Improve threat modeling sequence-state coverage

[IvanchitorJR]

Skill Improvement ($50-150 Bounty)

Skill Modified

Skill name: threat-modeling
Skill path: skills/appsec/threat-modeling/

What Was Wrong

The existing skill has strong STRIDE and DFD coverage, but it treats most workflows as static component/data-flow relationships. That can miss temporal flaws where each component appears safe in isolation, but the sequence is exploitable through replay, stale authorization, duplicate delivery, or cross-account rebinding.

Concrete examples include OAuth/OIDC callbacks, password reset links, invitations, payment webhooks, checkout, refunds, approvals, and entitlement grants. These need explicit preconditions, postconditions, expiry, replay controls, and authorization checks at the point where state changes are applied.

What This PR Fixes

This PR adds sequence and state-transition modeling guidance to the threat-modeling skill:

• adds sequence/state descriptions to required context;
• adds a new Step 3A for multi-request workflow analysis;
• adds a transition evidence table for source state, event, destination state, required proof, expiry/replay control, and failure mode;
• expands STRIDE questions for replayable callbacks, stale intermediate state, duplicate delivery, and traceability across async/retry paths;
• adds an output table for sequence and state transition risks;
• adds common pitfalls for static-only DFD modeling and treating idempotency as authorization.

Evidence

Before (skill misses this):

Invite callback accepts invite_id=12345, grants admin immediately, has no recipient binding, tenant binding, one-time token, nonce, expiry, or final authorization re-check. The DFD still shows normal Browser -> App -> DB communication, so a static review can miss replay and stale-authorization abuse.

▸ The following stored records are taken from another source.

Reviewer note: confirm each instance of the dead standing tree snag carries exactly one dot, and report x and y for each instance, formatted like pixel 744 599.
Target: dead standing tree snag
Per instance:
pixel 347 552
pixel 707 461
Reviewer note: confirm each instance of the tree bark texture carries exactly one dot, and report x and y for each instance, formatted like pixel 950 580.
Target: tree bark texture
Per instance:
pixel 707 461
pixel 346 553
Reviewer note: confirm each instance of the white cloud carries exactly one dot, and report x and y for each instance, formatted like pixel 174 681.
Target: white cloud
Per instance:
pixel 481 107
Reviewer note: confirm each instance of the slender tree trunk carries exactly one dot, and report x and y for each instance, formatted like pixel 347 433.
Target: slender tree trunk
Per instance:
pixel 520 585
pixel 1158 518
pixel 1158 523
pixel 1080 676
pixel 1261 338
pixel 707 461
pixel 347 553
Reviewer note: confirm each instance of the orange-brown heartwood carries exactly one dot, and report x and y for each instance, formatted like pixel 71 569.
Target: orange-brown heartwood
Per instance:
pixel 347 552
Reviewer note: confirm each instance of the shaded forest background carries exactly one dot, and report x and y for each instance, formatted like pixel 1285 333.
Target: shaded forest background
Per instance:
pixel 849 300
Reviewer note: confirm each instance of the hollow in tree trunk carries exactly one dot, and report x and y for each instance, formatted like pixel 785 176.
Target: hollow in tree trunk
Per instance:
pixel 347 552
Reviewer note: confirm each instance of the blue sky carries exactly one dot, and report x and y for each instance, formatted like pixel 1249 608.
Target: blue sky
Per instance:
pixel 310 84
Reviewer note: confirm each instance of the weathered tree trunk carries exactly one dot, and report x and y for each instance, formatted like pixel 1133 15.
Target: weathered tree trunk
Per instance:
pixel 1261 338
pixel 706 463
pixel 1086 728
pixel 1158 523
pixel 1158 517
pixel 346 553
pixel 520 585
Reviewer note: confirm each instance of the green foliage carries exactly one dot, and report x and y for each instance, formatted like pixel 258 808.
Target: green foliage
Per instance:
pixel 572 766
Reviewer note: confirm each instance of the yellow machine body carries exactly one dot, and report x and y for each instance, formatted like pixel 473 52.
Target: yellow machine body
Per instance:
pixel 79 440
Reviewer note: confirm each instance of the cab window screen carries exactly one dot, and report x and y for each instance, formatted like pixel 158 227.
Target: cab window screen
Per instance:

After (now correctly handled):

Step 3A requires the reviewer to model the transition from invite pending -> admin granted, verify single-use expiry and identity/tenant binding, and flag replayable or stale authorization transitions as High when they can grant account access or privileges.

Test Cases Added/Updated

• Added vulnerable test cases (tests/vulnerable/)
• Added benign test cases (tests/benign/)
• Existing repository checks still pass / applicable local validation completed

Validation performed locally:

• git diff --cached --check
• frontmatter required-field check across skill and role SKILL.md files
• prompt-injection pattern scan matching the repository workflow logic
• index path existence check for all indexed files
• added fixture files are ASCII-only

Bounty Tier

• Minor ($50) - Doc update, small logic tweak, typo fix
• Moderate ($100) - New edge case coverage, FP reduction with evidence
• Substantial ($150) - Rewritten detection logic, major coverage expansion

Bounty Info

• I have read and agree to the CONTRIBUTING.md bounty terms
• Preferred payment method: PayPal; payout details can be provided privately after maintainer acceptance.